Are you working hard on your Machine Learning code but are ignoring your Gradient Descent algorithm? Your training times are likely suffering!
While machine learning is used to solve some amazing problems it’s fascinating to learn how they narrow in on the solutions. For us humans you might think of this related to any problem, say throwing a ball into a basketball ring.
You throw the ball and it might sail over the ring missing it. Try again and this time there’s not enough power so it falls short. So on and so forth. Eventually you throw the ball and after learning you score a point. What you just did was learn to complete a task (getting the ball in the ring) by trying and adjusting your next attempt accordingly.
You got closer and closer to completing the task as you narrowed in on what exactly it was you had to do. This is described as a “learning algorithm” in the machine world.
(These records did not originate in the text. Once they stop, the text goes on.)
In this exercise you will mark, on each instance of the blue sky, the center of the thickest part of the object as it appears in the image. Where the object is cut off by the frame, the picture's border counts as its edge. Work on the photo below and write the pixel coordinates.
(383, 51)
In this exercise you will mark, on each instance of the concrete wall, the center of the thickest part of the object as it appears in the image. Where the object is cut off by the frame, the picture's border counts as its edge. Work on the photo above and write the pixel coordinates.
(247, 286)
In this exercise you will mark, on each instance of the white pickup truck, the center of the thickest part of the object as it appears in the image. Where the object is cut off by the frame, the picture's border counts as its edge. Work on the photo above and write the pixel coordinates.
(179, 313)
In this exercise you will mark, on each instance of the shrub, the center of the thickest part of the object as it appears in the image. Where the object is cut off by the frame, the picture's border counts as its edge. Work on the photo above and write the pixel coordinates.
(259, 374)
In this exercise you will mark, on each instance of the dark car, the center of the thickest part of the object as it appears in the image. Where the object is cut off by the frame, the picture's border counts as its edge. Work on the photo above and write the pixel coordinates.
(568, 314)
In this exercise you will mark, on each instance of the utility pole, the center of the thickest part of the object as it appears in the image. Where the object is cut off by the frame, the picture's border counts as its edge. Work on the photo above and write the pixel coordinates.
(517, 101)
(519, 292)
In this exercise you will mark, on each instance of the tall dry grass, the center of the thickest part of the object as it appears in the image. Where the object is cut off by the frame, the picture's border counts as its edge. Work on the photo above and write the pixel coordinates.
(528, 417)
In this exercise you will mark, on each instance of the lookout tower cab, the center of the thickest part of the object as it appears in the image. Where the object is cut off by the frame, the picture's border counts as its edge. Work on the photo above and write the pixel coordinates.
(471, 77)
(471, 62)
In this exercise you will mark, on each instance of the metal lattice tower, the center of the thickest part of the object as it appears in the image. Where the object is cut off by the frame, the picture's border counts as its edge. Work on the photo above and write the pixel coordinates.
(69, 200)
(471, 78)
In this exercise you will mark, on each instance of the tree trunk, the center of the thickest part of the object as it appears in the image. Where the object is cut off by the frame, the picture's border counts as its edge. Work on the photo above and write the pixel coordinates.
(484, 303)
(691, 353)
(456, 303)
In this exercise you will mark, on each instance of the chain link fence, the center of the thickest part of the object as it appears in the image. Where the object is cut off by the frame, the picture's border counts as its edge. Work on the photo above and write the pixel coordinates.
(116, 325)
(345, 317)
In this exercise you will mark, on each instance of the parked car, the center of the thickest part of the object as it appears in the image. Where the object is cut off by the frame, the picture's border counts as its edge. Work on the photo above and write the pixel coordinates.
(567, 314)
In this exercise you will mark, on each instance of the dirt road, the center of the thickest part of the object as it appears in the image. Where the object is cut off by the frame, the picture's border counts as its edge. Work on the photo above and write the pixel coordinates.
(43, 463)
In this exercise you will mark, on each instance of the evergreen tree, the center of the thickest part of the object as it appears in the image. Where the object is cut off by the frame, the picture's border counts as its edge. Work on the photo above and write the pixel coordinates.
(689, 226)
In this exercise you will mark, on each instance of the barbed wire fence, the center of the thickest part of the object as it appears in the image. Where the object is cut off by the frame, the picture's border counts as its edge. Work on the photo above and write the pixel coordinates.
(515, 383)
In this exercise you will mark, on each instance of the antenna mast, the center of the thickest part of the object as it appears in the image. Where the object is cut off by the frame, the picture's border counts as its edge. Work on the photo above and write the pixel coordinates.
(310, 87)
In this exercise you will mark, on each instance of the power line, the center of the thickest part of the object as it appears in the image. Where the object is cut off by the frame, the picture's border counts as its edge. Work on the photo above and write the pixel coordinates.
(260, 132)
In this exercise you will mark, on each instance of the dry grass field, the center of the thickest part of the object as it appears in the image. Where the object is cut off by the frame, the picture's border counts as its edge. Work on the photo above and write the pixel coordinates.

There are many learning algorithms for many different tasks.
Gradient Descent is one of the biggest ones and getting your head around it is very important.
Essentially gradient descent is a mathematical way of describing what any logical person might do.
You try and complete the task. Then you test to see how close you were to achieving the task. Finally you try again but this time with your settings slightly changed towards the target. Then you repeat.
So if you threw the basketball and it missed to the left, you’d change your throw to be more towards the right. Easy!
However just like with many other things in Machine Learning, it gets much more complicated! An excellent source of information to further explain this and many other forms of Gradient Descent is Sebastian Ruder’s Overview post.
In it he goes through all the most popular versions and not only explains how they work, but why they are good and bad. His hugely detailed piece culminates in a fantastic GIF of all the various versions competing in a race.
Here you can see all the various versions starting off and going through their various tests. Eventually they all find their way to the star which represents the lowest error rate but at different speeds.
The speed at which each of the versions reaches the star translates to faster network training times. So as you can imagine everyone wants to find the quickest way to find the lowest error rate and reduce training time.
If you’re just beginning with Machine Learning, Deep Learning or Neural Nets it’s an excellent read. Even if you’ve been doing Machine Learning for a while it’s still a great resource so you know exactly which version to use for various cases. You might even learn of a faster version you’ve been neglecting!